IKO (Iris Kubernetes Operator) Service not redirecting dynamically to the correct Pod

In the context of IKO (Iris Kubernetes Operator) the question of Service not redirecting dynamically to the correct Pod is still pending.
In production this can be dangerous since an overload (or any other simpler problem) can cause you to change the main Pod and leave the application inoperable until we intervene.

Intersystems support warned that this is still an issue of IKO, but there are some possibilities that I am studying.

To explore an idea I had, I would like the help of this Forum to answer the following question:

Is there a way, via the non-iterative command line, to detect whether the current Iris instance is a primary member of Mirror or a backup?

I imagine it would be enough if I could detect whether a particular database is write-protected or not ...

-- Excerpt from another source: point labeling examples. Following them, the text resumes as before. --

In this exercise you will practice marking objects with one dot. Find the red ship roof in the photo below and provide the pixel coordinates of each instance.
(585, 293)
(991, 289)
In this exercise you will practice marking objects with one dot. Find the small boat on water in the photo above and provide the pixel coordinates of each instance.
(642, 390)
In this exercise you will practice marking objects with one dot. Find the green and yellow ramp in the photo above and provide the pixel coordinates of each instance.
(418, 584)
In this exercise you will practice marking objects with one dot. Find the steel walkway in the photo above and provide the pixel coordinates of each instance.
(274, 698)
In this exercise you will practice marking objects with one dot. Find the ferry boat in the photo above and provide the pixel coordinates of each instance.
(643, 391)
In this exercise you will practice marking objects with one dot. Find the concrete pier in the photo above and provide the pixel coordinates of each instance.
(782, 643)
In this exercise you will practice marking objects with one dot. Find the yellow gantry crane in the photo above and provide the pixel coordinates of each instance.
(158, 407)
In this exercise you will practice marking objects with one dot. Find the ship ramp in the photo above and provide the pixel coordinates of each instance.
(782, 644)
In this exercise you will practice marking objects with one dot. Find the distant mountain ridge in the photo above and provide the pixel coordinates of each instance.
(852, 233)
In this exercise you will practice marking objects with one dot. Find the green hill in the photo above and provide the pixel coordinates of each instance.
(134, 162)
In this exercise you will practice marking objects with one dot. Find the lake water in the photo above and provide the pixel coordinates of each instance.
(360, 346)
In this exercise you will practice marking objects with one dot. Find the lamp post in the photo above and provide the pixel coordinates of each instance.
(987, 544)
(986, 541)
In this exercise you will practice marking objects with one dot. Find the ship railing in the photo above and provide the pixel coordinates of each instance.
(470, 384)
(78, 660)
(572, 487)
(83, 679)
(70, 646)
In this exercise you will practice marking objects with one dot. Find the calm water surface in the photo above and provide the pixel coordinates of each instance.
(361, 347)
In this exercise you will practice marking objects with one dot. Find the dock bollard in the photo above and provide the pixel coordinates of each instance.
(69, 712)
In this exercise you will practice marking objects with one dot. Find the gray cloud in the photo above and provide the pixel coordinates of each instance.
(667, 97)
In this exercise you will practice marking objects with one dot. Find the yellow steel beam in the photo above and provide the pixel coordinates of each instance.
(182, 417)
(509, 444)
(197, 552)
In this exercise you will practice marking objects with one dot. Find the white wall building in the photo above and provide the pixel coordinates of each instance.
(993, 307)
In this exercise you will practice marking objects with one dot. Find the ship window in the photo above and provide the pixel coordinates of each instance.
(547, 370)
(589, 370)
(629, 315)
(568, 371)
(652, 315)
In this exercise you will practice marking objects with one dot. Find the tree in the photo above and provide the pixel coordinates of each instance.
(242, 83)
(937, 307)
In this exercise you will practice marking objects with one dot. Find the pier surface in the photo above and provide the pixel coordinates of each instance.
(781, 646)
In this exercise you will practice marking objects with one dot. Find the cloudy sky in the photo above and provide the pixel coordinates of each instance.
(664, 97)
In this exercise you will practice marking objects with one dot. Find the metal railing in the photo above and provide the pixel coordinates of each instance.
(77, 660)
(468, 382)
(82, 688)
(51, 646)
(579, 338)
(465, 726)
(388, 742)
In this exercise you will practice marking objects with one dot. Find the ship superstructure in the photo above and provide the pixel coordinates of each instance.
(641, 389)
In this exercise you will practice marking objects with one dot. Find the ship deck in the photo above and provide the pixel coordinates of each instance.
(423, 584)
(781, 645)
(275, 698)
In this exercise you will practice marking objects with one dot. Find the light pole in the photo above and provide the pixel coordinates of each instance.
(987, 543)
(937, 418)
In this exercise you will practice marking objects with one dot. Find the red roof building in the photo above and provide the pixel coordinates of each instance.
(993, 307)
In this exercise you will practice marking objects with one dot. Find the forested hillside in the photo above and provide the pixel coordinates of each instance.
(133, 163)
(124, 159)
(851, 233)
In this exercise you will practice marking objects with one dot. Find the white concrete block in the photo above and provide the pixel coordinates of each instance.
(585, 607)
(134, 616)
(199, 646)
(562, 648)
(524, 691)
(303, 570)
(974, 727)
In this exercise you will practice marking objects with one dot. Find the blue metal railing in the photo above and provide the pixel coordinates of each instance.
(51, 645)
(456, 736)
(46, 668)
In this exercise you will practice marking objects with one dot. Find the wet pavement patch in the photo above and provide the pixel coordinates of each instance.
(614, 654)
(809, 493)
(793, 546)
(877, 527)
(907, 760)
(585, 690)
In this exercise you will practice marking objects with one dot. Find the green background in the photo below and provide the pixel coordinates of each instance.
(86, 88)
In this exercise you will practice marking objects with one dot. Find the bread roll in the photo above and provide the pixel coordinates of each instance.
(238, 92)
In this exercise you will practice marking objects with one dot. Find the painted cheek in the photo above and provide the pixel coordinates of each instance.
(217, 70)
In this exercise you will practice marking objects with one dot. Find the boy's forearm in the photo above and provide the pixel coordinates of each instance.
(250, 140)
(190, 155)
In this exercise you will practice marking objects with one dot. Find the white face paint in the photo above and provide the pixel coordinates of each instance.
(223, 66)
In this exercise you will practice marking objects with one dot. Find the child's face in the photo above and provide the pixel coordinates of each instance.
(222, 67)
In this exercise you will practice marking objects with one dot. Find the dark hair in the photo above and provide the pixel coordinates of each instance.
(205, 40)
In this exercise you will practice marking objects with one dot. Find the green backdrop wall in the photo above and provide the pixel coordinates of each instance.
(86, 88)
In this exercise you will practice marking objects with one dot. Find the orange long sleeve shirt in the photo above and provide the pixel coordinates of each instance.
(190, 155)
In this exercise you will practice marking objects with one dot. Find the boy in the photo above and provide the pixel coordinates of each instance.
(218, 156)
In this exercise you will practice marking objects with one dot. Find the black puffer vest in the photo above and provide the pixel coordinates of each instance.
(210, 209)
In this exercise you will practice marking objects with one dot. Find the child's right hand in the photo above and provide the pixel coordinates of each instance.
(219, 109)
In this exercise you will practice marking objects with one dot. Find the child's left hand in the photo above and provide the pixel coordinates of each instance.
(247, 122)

I have access to the Linux terminal of the host machine with the "iris", "irissession" and other applications present or that can be installed.

Product version: IRIS 2020.3
Discussion (3)0
Log in or sign up to continue

I had this idea about using the "ReadinessProbe" of the pod to define which one should be used by the service. Like

        readinessProbe:
          exec:
            command:
            - wget
            - -qO
            - /dev/null
            - http://127.0.0.1:52773/csp/bin/mirror_status.cxw
          failureThreshold: 3
          initialDelaySeconds: 10
          periodSeconds: 10
          successThreshold: 1
          timeoutSeconds: 10

So in a mirror the backup member will not be ready and the main member will be ready and receiving service connections. 

The problem here is that I would have to manually change the service's selector and chose a better Rolling Update strategy for the STS (since new updated/recreated pods would never became "ready" without the main member dying first).

Well, that was just an idea...

Hi Jairton,

Usually, for applications with high multiuser query volume or with high volume data ingestion concurrently with high query volume, it is recommended the use of a compute node (see here for more details).

The application would connect to the compute nodes (via JDBC, for example) and the compute nodes connect to data nodes through ECP (Enterprise Cache Protocol), which is "mirror aware" and therefore knows which data node is active or passive.

You can connect each application to their own set of compute nodes, having a K8s service to load balance this set of compute nodes and taking advantage of the cache from similar queries (see here for more details).

However, if you need to connect directly to the data nodes, I followed @Bob Kuszewski approach of deploying another pod to check the mirror status of every IRIS mirror pair on a periodic basis and then set the intersystems.com/mirrorRole label to primary or backup accordingly, on the data nodes. Apparently it worked smoothly.

You can find all information here: https://github.com/kuszewski/iris-k3s/tree/main/mirror-labeler

Just remembering that this is still an unofficial code/workaround.
If you want, I'm happy to share with you the yaml that I used, containing everything from setting up IRIS Cluster to deploying the mirror labeler together with RBAC and the K8s service itself.

I'll set up a meeting with you to further discuss the options here.